In the spring of 2008, the L.C.A. publishing house published Plán odprevádzania (Seeing People Off), subtitled Café Hyena. Her novel Preč! Preč! (Get off! Get off!) is marked by her original humour and ease of expression – precise, lively and spontaneous.
Elza: Together we ate grapes and washed them down with rosé. The next day I discovered a damp grape stalk in my pocket. It looked like an Christmas tree, upside-down .
Kalisto Tanzi disappeared from the town, which was gripped by a heat wave. The heat radiating from the houses and streets burned people's faces and the scorching town seared its mark on their foreheads.
I stopped in front of the theatre's display case so I could read Kalisto's name on the posters and reassure myself that he actually did exist. I derive pleasure from uttering the name that had tormented him throughout childhood and puberty and only really stopped annoying him after my arrival. I slowly walk to the other end of the town, the muscles in my legs tingling slightly in the hot air. It is noon. Drops of perspiration are the only thing really moving on this planet. They run down to the bridge of my nose and spurt out again from under my hair.
I'm going to buy poison.
Yesterday Ian saw a rat in the lavatory.
The rat-catcher has a wine cellar under his shop. We go underground to escape the unbearable heat and sip wine. He tells me how intelligent rats are.

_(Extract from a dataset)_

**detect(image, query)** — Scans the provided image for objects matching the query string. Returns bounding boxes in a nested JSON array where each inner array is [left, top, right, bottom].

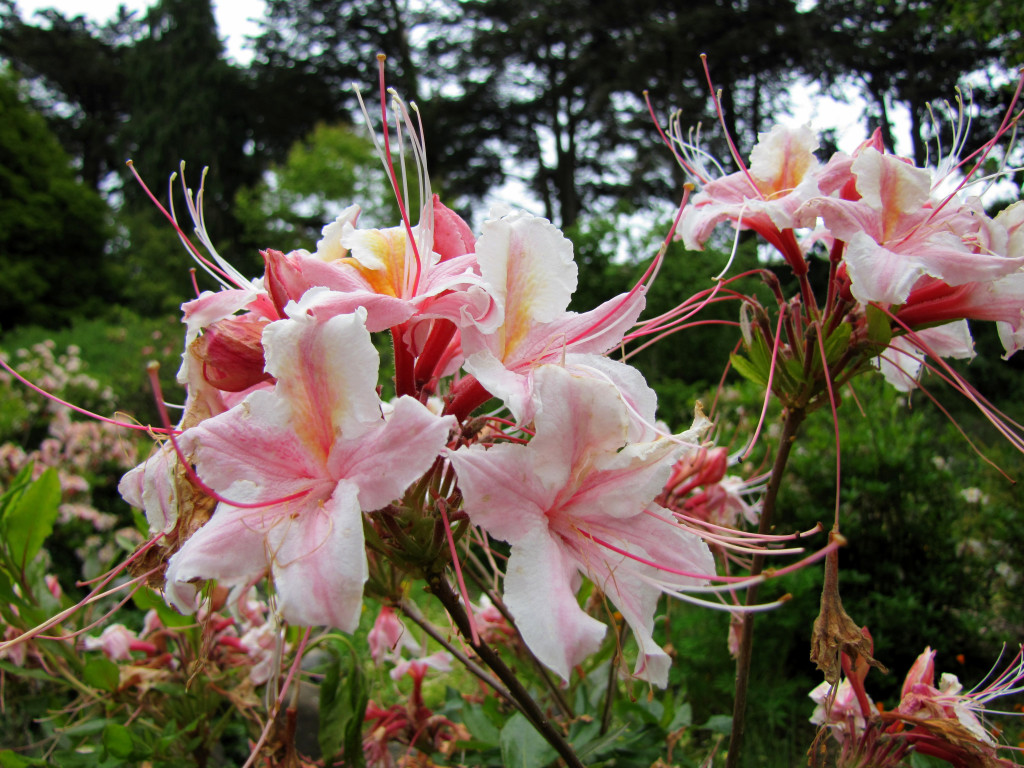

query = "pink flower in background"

"They have a taster, who is first to try the food. If he dies, the others won't even touch the bait. That's why we use second generation baits. The rat begins to die only four days after consuming the poison. It dies as a result of internal bleeding. Even Seneca claimed that such a death is painless. The rest of the rats get the impression that their comrade has died a natural death. But even so – if several of them die in a short time, they decide the locality is unfavourable on account of the high mortality rate and they move elsewhere. Some people and even whole nations completely lack this ability to assess a situation."